Ah, but the La Playa Carmel lobster mac n’ cheese made cozy, comfy friends with the 2011 Chalone Chenin Blanc, and the crazy off the hook chicken fried bacon with a drizzle of balsamic from Sticks at Inn at Spanish Bay (inspired by Chef Todd Fisher), was almost tamed by the exuberant 2011 Grenache from Le P’tit Paysan, made by Ian Brand.
The mini Thanksgiving dinner plate by Williams Sonoma included bitsy bites of everything you’d love about that blessed meal, including pumpkin pie. A most righteous pair for that was the 2011 McIntyre Vin Gris of Pinot Noir: a remarkably good choice for all the vagaries of a typical Thanksgiving dinner.
On the spicy side of life, Aqua Terra Culinary and Mann’s Fresh Vegetables presented juicy-tangy beef lettuce wraps, a lovely dancing duet with the 2010 Shale Canyon Cabernet Franc, which was spicy, smooth and svelte.
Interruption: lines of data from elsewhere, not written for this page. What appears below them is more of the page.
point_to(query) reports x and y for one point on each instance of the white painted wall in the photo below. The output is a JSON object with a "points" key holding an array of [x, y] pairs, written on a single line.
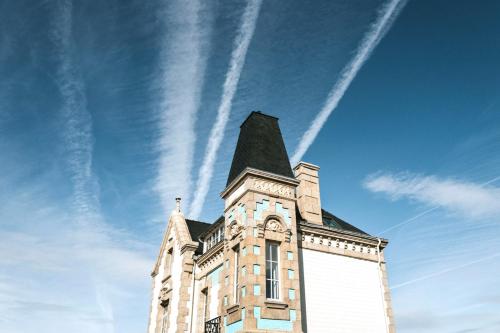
{"points": [[214, 298], [342, 294]]}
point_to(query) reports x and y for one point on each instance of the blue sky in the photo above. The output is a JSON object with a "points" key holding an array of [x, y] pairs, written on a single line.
{"points": [[108, 110]]}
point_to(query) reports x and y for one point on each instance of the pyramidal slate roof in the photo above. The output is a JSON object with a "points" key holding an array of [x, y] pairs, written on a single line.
{"points": [[260, 146]]}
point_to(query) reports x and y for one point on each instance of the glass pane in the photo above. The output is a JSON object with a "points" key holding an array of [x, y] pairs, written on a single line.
{"points": [[275, 289], [274, 271], [274, 252]]}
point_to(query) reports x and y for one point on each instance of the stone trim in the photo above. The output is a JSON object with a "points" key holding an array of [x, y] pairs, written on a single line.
{"points": [[338, 246], [260, 174], [387, 298], [310, 228]]}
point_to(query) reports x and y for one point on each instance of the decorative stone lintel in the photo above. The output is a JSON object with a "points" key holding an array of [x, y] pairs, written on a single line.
{"points": [[233, 308], [189, 246], [275, 304]]}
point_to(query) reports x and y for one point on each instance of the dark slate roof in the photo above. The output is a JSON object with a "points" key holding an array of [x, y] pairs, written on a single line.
{"points": [[334, 222], [196, 228], [260, 146]]}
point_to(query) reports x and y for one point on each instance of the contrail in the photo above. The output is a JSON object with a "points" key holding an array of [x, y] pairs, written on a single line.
{"points": [[237, 61], [77, 120], [405, 222], [182, 71], [444, 271], [386, 16]]}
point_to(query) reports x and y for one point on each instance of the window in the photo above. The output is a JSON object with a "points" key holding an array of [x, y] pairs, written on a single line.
{"points": [[272, 270], [205, 304], [236, 270], [164, 319], [170, 256], [214, 238]]}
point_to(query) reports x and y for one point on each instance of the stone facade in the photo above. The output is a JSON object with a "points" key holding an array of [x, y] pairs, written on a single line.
{"points": [[260, 207], [275, 261]]}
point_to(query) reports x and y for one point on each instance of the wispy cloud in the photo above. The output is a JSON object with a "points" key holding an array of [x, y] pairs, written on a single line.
{"points": [[238, 55], [76, 119], [182, 69], [445, 271], [472, 200], [386, 16]]}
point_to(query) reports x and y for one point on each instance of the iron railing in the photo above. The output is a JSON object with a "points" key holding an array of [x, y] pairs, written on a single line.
{"points": [[213, 325]]}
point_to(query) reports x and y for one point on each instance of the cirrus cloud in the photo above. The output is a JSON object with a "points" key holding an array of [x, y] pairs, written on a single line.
{"points": [[469, 199]]}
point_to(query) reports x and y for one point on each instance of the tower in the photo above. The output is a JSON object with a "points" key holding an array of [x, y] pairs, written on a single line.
{"points": [[260, 248], [275, 260]]}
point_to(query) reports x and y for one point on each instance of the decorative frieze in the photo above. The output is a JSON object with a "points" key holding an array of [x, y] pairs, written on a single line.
{"points": [[339, 244], [277, 189]]}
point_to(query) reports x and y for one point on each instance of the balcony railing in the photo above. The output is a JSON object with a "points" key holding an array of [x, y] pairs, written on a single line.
{"points": [[213, 325]]}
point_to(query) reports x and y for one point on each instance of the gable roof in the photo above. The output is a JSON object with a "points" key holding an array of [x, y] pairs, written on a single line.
{"points": [[260, 146], [334, 222]]}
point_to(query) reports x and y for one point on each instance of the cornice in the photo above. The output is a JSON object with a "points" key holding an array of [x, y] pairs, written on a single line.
{"points": [[307, 227], [261, 174]]}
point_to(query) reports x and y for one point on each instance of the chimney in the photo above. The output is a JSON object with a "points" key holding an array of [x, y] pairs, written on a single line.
{"points": [[308, 199]]}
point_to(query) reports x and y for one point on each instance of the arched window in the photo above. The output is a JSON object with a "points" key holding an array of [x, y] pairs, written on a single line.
{"points": [[164, 319], [272, 270]]}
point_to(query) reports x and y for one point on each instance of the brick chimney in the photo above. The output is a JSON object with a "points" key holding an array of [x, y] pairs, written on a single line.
{"points": [[308, 199]]}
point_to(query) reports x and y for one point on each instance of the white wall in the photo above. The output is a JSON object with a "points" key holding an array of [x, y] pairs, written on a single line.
{"points": [[213, 308], [342, 294]]}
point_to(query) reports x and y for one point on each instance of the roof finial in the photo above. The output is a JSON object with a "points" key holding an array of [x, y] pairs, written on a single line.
{"points": [[178, 205]]}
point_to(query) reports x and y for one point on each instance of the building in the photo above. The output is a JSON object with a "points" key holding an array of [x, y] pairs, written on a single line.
{"points": [[275, 261]]}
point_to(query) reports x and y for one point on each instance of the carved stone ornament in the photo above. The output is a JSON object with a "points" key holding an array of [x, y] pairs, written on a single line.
{"points": [[274, 188], [274, 225], [234, 229], [165, 294]]}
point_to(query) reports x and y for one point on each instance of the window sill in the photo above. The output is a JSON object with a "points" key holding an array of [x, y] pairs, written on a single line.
{"points": [[233, 308], [166, 278], [275, 304]]}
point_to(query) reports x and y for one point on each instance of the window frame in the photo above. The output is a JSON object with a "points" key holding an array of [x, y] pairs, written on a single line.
{"points": [[274, 292], [236, 294], [164, 318]]}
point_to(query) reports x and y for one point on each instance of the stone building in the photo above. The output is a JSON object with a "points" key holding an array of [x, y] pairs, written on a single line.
{"points": [[275, 261]]}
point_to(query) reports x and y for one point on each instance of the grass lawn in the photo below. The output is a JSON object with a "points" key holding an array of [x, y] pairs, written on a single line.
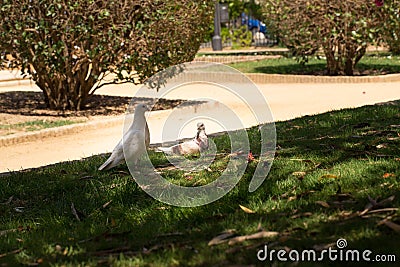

Schooner’s Coastal Kitchen was searing up a huge pan of Cajun shrimp, dripping with spicy-red finger-licking goodness. At that point, the 2011 Scheid Sauvignon Blanc or the 2010 Marin’s Vineyard Viognier would have come to the rescue.
You could truly succumb to death by chocolate at this event, with Lula’s Chocolate, Marich Confectionary and Monterey Chocolate, all serving ample portions of their wicked wares. And just in case you didn’t have enough, Ultimate Sin Cheesecake twisted your arm—the food was just as attention-grabbing as the wines.
Monterey County is truly the candy store for some of the world’s most renowned wine brands. It’s nice to sample so many of them all in one place, along with delectable morsels graciously provided by the culinary champions that help make this place a magnificent magnet for tourists the world over. It’s an edible extravaganza of epic proportions!